Tribunal Administratif de Nice — Décision N° TA06-2305590

vendredi 29 décembre 2023

JuridictionTribunal Administratif de Nice
SectionTribunal Administratif de Nice
N° DossierTA06-2305590
TypeDécision
RecoursPlein contentieux
PublicationC

Texte intégral

Vu la procédure suivante :

Par une requête, enregistrée le 13 novembre 2023, M. B A, représenté par Me Laïfa, demande au juge des référés, saisi sur le fondement des dispositions de l'article L. 521-3 du code de justice administrative :

1°) d'enjoindre au préfet des Alpes-Maritimes de lui délivrer, dans le délai de cinq jours suivant la notification de l'ordonnance à intervenir et sous astreinte de 50 euros par jour de retard à compter de l'expiration de ce délai, un récépissé de sa demande de renouvellement de titre de séjour l'autorisant à travailler ;

2°) de mettre à la charge de l'Etat une somme de 1 300 euros au titre de l'application des dispositions combinées des articles L. 761-1 du code de justice administrative et 37 de la loi du 10 juillet 1991.

Il soutient que :

- la condition relative à l'urgence est satisfaite, compte tenu des conséquences qu'a sur sa situation la carence du préfet des Alpes-Maritimes dans la délivrance du récépissé de sa demande ;

- la mesure sollicitée est utile dans la mesure où la délivrance du récépissé de sa demande lui permettrait, notamment, de justifier de la régularité de son séjour sur le territoire français et de poursuivre l'exercice de son activité professionnelle ;

- la mesure sollicitée ne fait obstacle à l'exécution d'aucune décision administrative.

La requête a été communiquée au préfet des Alpes-Maritimes qui n'a pas produit de mémoire en défense.

Vu les autres pièces du dossier ;

Vu :

- le code de l'entrée et du séjour des étrangers et du droit d'asile ;

- la loi n° 91-647 du 10 juillet 1991 relative à l'aide juridique ;

- le code de justice administrative ;

Vu la décision par laquelle la présidente du tribunal a désigné M. Pascal, vice-président, pour statuer sur les demandes de référé.

Considérant ce qui suit :

1. Aux termes de l'article L. 521-3 du code de justice administrative : " En cas d'urgence et sur simple requête qui sera recevable même en l'absence de décision administrative préalable, le juge des référés peut ordonner toutes autres mesures utiles sans faire obstacle à l'exécution d'aucune décision administrative ".

2. Saisi sur le fondement de ces dispositions, le juge des référés peut prescrire, à des fins conservatoires ou à titre provisoire, toutes mesures que l'urgence justifie, notamment sous forme d'injonctions adressées à l'administration, à la condition que ces mesures soient utiles, ne se heurtent à aucune contestation sérieuse et ne fassent obstacle à l'exécution d'aucune décision administrative, à moins qu'il ne s'agisse de prévenir un péril grave.

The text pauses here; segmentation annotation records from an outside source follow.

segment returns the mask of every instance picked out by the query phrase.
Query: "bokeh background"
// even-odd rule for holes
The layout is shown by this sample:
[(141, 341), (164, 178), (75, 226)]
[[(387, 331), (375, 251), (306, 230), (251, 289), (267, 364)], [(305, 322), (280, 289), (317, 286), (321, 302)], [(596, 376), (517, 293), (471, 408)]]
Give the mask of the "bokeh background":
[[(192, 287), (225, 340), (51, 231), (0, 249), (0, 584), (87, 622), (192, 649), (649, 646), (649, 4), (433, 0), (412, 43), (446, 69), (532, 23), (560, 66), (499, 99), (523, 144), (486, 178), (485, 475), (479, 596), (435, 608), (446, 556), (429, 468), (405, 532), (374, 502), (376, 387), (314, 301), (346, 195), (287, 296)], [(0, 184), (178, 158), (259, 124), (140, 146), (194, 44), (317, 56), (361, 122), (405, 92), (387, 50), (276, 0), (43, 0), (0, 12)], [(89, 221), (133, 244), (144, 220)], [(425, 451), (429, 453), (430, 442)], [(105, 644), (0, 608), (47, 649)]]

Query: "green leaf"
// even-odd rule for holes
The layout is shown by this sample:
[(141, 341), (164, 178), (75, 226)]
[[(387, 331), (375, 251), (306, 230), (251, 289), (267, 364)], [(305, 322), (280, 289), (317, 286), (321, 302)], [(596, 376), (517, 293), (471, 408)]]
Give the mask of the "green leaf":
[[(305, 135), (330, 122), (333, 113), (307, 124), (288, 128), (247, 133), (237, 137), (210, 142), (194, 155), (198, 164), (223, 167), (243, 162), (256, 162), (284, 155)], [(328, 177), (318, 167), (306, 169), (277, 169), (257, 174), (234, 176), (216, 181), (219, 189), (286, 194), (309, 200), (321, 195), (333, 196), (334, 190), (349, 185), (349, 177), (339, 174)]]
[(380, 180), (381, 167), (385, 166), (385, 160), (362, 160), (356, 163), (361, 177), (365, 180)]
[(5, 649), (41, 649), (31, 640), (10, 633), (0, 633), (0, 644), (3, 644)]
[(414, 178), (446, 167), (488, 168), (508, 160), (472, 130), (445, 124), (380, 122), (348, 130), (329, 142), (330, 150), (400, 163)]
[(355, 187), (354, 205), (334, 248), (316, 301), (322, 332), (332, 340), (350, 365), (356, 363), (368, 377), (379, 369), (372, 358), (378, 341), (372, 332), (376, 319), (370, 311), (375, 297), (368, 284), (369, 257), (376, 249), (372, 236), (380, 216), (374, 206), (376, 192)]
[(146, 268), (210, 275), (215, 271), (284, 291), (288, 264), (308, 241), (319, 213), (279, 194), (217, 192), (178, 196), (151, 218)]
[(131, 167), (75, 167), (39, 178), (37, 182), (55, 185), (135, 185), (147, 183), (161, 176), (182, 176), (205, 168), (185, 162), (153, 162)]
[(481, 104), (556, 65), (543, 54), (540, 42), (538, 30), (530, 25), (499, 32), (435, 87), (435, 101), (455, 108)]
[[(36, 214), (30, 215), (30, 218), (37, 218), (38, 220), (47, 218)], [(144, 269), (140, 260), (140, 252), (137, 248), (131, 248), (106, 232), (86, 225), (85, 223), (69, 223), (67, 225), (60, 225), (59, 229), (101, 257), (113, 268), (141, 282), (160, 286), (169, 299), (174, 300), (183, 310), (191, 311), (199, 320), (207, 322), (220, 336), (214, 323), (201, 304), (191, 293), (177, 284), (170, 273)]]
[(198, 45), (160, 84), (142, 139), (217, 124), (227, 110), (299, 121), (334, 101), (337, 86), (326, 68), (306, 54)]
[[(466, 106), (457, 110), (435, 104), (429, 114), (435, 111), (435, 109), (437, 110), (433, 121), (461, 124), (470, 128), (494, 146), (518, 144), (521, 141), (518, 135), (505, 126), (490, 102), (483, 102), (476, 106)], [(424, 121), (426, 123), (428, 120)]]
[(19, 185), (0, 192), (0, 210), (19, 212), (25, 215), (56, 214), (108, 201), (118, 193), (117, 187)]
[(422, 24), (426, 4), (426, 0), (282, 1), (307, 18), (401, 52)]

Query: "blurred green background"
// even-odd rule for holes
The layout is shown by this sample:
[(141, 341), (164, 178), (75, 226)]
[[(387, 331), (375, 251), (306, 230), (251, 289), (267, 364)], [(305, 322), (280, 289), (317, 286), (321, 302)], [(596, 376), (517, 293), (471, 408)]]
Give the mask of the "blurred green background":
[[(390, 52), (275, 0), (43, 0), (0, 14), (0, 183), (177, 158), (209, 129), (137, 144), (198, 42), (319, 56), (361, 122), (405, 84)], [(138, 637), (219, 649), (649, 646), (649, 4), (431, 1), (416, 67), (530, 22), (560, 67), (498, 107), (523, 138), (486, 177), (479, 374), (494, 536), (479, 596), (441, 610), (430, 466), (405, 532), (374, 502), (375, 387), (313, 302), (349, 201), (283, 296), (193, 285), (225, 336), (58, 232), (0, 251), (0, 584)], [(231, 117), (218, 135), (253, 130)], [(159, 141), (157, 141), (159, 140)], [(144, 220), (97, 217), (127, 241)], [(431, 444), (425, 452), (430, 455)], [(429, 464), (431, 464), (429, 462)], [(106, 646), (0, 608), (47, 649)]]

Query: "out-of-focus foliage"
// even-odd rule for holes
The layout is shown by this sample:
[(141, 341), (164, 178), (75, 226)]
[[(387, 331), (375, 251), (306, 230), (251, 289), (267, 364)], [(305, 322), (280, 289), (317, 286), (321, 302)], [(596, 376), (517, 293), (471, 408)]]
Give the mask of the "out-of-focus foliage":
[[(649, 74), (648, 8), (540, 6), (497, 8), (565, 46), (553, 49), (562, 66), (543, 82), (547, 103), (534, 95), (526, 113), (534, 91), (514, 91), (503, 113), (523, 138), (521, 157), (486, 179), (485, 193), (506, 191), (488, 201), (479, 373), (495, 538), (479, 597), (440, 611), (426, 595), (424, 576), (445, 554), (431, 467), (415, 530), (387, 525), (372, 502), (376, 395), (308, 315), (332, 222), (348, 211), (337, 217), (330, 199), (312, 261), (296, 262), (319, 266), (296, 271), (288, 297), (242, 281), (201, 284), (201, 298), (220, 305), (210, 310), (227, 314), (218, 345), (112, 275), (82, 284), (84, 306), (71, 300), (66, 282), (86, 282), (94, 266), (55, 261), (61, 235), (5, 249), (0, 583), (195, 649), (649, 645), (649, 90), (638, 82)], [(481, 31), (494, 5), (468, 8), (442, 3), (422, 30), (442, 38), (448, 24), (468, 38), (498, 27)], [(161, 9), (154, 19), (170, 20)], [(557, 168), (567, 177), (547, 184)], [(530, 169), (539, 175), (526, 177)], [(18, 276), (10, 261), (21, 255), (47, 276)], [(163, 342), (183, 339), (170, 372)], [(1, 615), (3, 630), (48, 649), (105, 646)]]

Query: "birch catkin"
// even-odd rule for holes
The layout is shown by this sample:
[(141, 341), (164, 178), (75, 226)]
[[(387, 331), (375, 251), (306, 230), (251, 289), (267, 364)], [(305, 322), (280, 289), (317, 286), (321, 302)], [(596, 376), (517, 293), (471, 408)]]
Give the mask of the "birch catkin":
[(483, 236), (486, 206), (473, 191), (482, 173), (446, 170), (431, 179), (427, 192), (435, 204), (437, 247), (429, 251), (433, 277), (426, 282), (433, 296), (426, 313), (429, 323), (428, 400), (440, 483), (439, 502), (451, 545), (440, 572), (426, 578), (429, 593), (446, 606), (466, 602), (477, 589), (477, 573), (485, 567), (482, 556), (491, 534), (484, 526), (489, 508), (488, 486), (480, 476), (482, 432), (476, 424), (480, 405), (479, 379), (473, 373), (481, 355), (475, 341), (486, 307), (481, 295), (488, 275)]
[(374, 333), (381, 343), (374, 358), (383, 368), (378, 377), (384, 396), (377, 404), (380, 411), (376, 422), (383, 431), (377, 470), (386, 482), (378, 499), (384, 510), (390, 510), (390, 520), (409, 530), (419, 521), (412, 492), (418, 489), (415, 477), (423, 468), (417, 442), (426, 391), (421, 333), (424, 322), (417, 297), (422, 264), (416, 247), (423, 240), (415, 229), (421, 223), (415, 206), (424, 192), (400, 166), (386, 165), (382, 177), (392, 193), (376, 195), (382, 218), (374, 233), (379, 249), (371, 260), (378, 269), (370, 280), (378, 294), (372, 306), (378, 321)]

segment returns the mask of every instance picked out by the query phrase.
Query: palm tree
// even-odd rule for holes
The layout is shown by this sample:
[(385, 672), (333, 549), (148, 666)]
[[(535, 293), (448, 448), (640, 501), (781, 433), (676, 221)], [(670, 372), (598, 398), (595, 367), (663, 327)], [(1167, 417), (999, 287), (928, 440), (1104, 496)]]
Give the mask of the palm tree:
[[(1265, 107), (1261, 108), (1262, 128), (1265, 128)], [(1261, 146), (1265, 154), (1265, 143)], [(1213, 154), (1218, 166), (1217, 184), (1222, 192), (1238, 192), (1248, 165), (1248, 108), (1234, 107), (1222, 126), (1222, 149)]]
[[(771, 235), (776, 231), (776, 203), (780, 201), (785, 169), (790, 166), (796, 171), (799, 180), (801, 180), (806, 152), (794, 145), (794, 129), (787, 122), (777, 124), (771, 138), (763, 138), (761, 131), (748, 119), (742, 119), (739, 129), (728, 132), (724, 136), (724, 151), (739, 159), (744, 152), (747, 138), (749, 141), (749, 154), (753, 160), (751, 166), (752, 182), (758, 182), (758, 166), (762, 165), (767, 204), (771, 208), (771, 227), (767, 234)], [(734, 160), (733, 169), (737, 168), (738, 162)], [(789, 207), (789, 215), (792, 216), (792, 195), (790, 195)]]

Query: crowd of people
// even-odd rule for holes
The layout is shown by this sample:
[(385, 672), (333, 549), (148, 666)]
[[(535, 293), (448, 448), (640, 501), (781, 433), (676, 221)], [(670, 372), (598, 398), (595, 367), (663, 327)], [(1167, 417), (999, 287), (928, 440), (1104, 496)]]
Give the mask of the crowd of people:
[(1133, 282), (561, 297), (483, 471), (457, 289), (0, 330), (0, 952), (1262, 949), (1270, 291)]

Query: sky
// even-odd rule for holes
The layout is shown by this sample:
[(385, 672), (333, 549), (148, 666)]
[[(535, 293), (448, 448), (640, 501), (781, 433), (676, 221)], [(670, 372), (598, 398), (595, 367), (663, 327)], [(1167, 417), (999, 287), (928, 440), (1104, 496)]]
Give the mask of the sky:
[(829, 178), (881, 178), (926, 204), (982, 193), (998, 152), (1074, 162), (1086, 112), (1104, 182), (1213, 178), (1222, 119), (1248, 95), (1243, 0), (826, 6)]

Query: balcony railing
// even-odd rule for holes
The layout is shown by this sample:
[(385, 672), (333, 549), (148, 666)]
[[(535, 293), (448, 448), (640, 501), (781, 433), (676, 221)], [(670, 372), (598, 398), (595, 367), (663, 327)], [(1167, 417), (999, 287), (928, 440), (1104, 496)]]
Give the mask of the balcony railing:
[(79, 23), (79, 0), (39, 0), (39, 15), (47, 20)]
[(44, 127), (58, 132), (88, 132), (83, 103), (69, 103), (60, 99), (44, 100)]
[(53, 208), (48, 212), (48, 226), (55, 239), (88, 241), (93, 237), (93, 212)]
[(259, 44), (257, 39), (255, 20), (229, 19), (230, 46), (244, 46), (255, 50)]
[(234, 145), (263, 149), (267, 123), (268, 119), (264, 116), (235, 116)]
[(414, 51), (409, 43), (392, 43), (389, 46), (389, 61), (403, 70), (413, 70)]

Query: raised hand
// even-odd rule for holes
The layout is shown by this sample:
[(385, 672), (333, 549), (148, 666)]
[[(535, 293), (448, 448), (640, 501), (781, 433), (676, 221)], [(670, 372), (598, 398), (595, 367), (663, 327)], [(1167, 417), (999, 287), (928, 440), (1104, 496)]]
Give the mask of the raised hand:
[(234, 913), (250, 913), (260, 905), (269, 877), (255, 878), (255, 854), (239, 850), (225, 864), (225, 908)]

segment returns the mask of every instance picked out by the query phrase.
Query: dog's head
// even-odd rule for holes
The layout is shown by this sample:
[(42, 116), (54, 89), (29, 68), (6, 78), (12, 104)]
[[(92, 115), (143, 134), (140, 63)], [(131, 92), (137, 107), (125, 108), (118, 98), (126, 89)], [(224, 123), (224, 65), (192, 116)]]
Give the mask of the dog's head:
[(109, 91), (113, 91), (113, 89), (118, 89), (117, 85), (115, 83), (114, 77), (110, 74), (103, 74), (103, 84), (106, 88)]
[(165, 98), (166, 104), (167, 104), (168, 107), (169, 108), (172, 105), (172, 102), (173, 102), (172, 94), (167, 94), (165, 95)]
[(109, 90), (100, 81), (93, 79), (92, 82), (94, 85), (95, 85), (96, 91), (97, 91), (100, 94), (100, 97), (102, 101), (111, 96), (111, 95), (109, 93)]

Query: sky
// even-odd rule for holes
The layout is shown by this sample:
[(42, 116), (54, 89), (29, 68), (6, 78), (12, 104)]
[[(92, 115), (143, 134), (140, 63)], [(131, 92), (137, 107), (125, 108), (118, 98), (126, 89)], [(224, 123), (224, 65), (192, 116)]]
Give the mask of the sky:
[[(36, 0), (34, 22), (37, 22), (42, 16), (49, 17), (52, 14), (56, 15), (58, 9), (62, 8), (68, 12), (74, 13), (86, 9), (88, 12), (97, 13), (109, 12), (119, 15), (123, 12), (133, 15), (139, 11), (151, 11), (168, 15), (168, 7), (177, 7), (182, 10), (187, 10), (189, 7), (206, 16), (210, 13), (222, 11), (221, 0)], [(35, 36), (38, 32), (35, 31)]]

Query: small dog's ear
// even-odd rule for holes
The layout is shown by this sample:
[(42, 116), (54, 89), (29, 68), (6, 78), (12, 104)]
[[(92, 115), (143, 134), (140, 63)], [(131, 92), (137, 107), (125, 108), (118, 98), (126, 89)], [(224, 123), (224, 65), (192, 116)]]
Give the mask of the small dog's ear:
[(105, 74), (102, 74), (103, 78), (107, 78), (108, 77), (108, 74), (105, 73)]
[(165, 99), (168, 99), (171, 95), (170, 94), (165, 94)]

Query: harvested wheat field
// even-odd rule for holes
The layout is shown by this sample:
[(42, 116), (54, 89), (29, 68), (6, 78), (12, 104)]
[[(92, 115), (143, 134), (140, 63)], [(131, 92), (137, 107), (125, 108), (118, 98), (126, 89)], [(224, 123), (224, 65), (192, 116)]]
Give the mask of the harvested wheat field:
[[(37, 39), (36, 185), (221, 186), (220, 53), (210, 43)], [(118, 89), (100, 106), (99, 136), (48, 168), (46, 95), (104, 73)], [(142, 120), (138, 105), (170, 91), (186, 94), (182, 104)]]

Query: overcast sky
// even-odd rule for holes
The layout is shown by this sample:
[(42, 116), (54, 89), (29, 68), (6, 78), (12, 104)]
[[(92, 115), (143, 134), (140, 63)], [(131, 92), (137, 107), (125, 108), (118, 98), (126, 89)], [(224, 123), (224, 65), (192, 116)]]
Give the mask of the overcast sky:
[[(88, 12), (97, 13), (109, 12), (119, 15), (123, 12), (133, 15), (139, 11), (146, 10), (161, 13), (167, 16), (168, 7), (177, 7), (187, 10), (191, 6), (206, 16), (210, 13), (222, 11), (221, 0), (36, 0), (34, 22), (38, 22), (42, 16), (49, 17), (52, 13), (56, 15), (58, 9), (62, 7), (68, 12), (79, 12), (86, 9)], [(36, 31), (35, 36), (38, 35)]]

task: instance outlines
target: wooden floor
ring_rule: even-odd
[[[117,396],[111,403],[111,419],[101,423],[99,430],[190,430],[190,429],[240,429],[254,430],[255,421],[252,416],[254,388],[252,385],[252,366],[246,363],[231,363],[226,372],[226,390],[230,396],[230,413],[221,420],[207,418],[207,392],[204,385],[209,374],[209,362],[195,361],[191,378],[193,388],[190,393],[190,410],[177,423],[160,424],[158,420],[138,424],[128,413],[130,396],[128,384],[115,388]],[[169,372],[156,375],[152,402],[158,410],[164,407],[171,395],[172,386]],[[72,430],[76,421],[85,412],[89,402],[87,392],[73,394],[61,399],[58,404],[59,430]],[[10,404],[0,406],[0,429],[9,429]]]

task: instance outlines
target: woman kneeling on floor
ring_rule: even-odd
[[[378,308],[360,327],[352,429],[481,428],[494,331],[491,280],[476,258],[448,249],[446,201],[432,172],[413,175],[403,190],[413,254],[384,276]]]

3. M. A, ressortissant sierraléonais né en 2000, demande au juge des référés, saisi sur le fondement des dispositions de l'article L. 521-3 du code de justice administrative, de lui délivrer, dans un délai de cinq jours et sous astreinte, un récépissé de sa demande de renouvellement de titre de séjour assorti d'une autorisation de travail.

4. Il résulte de l'instruction que M. A était titulaire d'un titre de séjour portant la mention " étudiant " qui a expiré le 4 décembre 2021 et dont il a sollicité, par la voie du changement de statut, le renouvellement par une demande réceptionnée le 5 octobre 2023 par les services de la préfecture des Alpes-Maritimes. Pour justifier du caractère urgent de sa demande, M. A soutient que la carence du préfet des Alpes-Maritimes dans la délivrance de son récépissé l'empêche, d'une part, de justifier de la régularité de son séjour sur le territoire français, et d'autre part, de poursuivre l'exercice de son activité professionnelle. Toutefois, le requérant n'est pas fondé à demander la délivrance d'un récépissé de renouvellement de demande de titre de séjour alors que son titre de séjour était expiré depuis le 4 décembre 2021. Par ailleurs, il est constant que le courrier recommandé par lequel le requérant a sollicité le renouvellement de son titre de séjour n'a été reçu par l'administration que le 5 octobre 2023, soit moins de deux mois avant l'introduction de la présente requête. Par ailleurs, si l'intéressé prétend que son employeur est sur le point de procéder à la rupture de son contrat de travail, il ne verse aux débats aucune pièce en ce sens. Dans ces conditions, dès lors que le délai pris par l'administration pour procéder à la délivrance du récépissé de M. A ne peut être regardé comme étant anormalement long, la condition d'urgence exigée par les dispositions de l'article L. 521-3 du code de justice administrative n'est pas, en l'état de l'instruction, remplie.

5. Il résulte de ce qui précède, sans qu'il soit besoin d'examiner les autres conditions exigées par les dispositions de l'article L. 521-3 du code de justice administrative, que la requête de M. A doit être rejetée en toutes ses conclusions, y compris celles relatives aux frais de l'instance.

O R D O N N E :

Article 1er : La requête de M. A est rejetée.

Article 2 : La présente ordonnance sera notifiée à M. B A et au ministre de l'intérieur et des outre-mer.

Copie en sera adressée au préfet des Alpes-Maritimes.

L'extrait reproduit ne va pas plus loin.